Antennas typically have a specific shape, and you have to design them very carefully. Once they’re in that shape, you want them to stay that way. So one of the first experimental challenges was getting our flexible material to stay put.

Amram Bengio, Rice Graduate Student and the Paper’s Lead Author

Contrary to former results by other labs (which used various carbon nanotube fiber sources), the Rice team found the fiber antennas corresponded with copper for radiation efficiency at the same diameters and frequencies. Their results support theories that estimated the performance of nanotube antennas would scale with the conductivity and density of the fiber.

“Not only did we find that we got the same performance as copper for the same diameter and cross-sectional area, but once we took the weight into account, we found we’re basically doing this for 1/20th the weight of copper wire,” Bengio said.

“Applications for this material are a big selling point, but from a scientific perspective, at these frequencies carbon nanotube macro-materials behave like a typical conductor,” Bengio added. Even fibers considered “moderately conductive” exhibited excellent performance, he said.

Although manufacturers could basically use thinner copper wires instead of the 30 gauge wires they presently use, those wires would be very delicate and hard to handle, Pasquali said.

Amram showed that if you do three things right — make the right fibers, fabricate the antenna correctly and design the antenna according to telecommunication protocols — then you get antennas that work fine. As you go to very thin antennas at high frequencies, you get less of a disadvantage compared with copper because copper becomes difficult to handle at thin gauges, whereas nanotubes, with their textile-like behavior, hold up pretty well.

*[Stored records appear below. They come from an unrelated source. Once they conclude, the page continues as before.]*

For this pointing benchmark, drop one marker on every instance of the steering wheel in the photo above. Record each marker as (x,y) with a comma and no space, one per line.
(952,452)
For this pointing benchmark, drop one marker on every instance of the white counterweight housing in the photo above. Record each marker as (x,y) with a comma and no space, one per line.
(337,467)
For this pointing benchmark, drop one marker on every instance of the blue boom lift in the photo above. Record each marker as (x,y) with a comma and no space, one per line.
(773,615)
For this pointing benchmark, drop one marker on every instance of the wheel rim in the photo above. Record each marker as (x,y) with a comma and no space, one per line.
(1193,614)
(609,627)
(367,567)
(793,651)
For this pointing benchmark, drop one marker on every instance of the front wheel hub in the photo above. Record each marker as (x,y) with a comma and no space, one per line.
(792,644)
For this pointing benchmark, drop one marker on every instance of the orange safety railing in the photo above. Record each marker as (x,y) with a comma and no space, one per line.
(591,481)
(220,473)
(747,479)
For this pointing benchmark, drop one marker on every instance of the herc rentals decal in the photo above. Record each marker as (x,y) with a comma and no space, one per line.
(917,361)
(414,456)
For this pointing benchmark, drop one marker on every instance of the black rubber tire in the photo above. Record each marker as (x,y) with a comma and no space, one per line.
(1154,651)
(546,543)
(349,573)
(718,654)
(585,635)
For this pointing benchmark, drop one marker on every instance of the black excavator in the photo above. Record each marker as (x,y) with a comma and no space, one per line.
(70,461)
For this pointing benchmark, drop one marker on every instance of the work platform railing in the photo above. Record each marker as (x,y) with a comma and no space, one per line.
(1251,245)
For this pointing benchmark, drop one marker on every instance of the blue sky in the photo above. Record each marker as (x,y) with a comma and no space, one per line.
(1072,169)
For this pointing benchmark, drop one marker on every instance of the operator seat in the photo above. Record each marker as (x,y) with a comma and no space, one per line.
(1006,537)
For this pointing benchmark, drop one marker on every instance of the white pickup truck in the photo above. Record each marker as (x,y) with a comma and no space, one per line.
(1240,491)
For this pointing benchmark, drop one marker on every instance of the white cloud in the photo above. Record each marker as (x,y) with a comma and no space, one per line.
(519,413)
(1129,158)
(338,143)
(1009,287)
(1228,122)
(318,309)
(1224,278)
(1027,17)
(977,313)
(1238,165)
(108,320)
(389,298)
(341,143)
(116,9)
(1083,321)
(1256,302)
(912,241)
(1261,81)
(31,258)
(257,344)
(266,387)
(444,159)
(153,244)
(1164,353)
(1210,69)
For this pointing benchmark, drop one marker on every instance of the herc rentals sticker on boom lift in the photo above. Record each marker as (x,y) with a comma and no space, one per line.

Matteo Pasquali, Chemist and Chemical Engineer

Co-authors of the paper are, from Rice, Graduate Students Lauren Taylor and Peiyu Chen, Alumnus Dmitri Tsentalovich and Aydin Babakhani, an Associate Professor of Electrical and Computer Engineering, and, from NIST in Boulder, Colo., Postdoctoral Researcher Damir Senic, Research Engineer Christopher Holloway, Physicist Christian Long, Research Scientists David Novotny and James Booth and Physicist Nathan Orloff. Pasquali is a Professor of Chemical and Biomolecular Engineering, of Materials Science and Nanoengineering and of Chemistry.

The research was supported by the U.S. Air Force.